Il team di Danske Research sottolinea che le crescenti tensioni in Medio Oriente e i segnali politici negli Stati Uniti stanno spingendo al rialzo i prezzi del petrolio, con il greggio Brent scambiato a circa 115 dollari al barile nei primi scambi asiatici. Il team collega i commenti di Trump sull’isola iraniana di Kharg e sull’aumento degli schieramenti del Pentagono all’aumento dei rischi per i mercati energetici e rileva che l’aumento dei prezzi del petrolio sta pesando sul sentimento di crescita globale e sugli asset rischiosi.
I prezzi del petrolio aumentano con l’intensificarsi della guerra con l’Iran
“Le tensioni in Medio Oriente sono aumentate bruscamente quando Trump, in un’intervista al Financial Times, ha suggerito di occupare l’isola iraniana di Kharg, che rappresenta il 90% delle sue esportazioni di petrolio, un possibile passaggio dagli attacchi aerei al controllo diretto delle risorse”.

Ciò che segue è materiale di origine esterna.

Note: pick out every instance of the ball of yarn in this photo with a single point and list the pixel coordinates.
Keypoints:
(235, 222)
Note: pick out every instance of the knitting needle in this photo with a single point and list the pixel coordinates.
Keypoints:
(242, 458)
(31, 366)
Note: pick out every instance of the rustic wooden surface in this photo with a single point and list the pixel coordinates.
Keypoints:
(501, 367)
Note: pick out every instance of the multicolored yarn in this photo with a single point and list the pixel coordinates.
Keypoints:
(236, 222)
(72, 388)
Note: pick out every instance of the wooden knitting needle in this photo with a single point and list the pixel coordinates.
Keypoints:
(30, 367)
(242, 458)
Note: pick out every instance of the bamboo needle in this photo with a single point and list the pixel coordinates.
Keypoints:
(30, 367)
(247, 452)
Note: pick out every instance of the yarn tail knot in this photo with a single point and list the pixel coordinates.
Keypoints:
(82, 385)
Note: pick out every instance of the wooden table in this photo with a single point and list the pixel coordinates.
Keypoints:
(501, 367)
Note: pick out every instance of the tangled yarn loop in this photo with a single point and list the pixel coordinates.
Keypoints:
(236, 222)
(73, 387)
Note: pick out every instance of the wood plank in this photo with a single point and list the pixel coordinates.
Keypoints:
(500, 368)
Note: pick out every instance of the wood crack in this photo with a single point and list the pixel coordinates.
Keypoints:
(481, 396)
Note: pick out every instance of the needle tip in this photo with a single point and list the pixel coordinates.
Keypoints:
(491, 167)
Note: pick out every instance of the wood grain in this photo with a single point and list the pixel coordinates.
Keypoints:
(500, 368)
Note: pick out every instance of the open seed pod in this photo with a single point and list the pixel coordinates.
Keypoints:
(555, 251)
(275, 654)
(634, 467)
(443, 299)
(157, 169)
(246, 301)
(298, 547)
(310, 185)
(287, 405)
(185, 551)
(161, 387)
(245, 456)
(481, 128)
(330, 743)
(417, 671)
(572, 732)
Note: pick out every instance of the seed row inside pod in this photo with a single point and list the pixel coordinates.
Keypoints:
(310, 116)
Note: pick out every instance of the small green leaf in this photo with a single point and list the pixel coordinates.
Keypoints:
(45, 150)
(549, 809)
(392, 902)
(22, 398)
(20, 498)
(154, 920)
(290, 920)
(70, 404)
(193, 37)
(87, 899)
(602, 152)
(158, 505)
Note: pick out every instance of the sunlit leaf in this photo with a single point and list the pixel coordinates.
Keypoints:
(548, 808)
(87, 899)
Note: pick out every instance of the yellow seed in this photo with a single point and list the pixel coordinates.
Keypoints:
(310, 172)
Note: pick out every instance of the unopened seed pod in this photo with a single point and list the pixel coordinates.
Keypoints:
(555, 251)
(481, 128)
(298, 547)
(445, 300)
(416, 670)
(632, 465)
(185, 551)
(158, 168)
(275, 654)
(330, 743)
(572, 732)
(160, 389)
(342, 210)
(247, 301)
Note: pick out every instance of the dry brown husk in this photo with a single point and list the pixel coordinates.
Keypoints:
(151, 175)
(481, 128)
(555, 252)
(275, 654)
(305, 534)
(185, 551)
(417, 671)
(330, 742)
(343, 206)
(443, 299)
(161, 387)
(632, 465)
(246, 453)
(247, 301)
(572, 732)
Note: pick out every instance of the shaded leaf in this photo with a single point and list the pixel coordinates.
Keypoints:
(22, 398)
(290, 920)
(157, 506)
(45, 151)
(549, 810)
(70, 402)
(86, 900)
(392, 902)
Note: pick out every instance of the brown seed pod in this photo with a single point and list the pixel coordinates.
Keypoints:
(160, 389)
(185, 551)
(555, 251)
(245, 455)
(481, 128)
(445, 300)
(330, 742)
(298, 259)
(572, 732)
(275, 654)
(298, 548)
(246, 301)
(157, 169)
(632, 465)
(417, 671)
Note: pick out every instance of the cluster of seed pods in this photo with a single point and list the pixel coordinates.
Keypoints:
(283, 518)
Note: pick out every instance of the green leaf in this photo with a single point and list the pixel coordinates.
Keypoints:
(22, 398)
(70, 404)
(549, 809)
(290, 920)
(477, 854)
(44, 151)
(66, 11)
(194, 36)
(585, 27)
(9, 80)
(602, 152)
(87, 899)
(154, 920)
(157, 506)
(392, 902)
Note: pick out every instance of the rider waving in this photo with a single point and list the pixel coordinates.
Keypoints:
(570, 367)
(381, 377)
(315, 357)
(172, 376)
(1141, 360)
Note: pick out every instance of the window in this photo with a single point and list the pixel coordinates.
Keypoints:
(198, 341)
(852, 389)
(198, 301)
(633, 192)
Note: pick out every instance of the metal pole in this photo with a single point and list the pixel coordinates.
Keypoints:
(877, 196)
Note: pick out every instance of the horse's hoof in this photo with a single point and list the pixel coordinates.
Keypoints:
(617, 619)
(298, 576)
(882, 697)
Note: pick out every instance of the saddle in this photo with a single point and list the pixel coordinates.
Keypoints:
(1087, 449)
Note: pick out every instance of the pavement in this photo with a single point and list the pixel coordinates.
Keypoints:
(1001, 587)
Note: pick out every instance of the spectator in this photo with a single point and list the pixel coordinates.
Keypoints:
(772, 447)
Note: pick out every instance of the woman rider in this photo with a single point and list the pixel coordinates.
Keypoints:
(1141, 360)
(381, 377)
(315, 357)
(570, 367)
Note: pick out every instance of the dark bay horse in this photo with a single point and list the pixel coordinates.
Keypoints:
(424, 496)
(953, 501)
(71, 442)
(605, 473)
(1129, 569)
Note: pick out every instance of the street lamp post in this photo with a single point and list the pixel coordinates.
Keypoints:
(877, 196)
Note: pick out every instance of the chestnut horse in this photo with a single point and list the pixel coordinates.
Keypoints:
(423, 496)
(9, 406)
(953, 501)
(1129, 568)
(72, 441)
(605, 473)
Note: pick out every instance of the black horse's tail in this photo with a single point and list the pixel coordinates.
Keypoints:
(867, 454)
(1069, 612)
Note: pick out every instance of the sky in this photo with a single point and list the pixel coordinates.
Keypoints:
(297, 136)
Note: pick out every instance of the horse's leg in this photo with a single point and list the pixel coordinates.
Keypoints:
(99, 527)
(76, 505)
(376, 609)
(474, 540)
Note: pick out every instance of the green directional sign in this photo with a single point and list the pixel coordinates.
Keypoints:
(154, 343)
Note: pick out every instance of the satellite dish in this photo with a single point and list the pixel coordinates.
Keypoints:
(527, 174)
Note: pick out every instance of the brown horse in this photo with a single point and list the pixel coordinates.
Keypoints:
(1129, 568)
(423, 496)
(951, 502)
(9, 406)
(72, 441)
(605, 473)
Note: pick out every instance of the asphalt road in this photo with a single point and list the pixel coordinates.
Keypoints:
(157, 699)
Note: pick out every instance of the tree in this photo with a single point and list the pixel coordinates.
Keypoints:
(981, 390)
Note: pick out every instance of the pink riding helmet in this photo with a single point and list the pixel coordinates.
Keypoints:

“Date le avanzate capacità missilistiche e droni dell’Iran e la vulnerabilità delle sue risorse, le considerazioni sulle operazioni di terra statunitensi aumentano significativamente il rischio di coda”.
“Il greggio Brent è salito a circa 115 dollari al barile durante i primi scambi asiatici”.
“Le preoccupazioni circa l’impatto del continuo aumento dei prezzi del petrolio sulla crescita hanno dominato le discussioni, in una sessione quasi da manuale di avversione al rischio a causa delle preoccupazioni sulla distruzione della domanda”.
“La combinazione tra l’aumento dei prezzi dell’energia dovuto ai rinnovati rischi di escalation in Iran e il fatto che sta diventando sempre più probabile che le banche centrali alzino i tassi di interesse a fronte di un’economia in rallentamento sta dando il tono ai mercati finanziari e dei cambi”.
(Questo articolo è stato creato utilizzando uno strumento di intelligenza artificiale e rivisto da un editore.)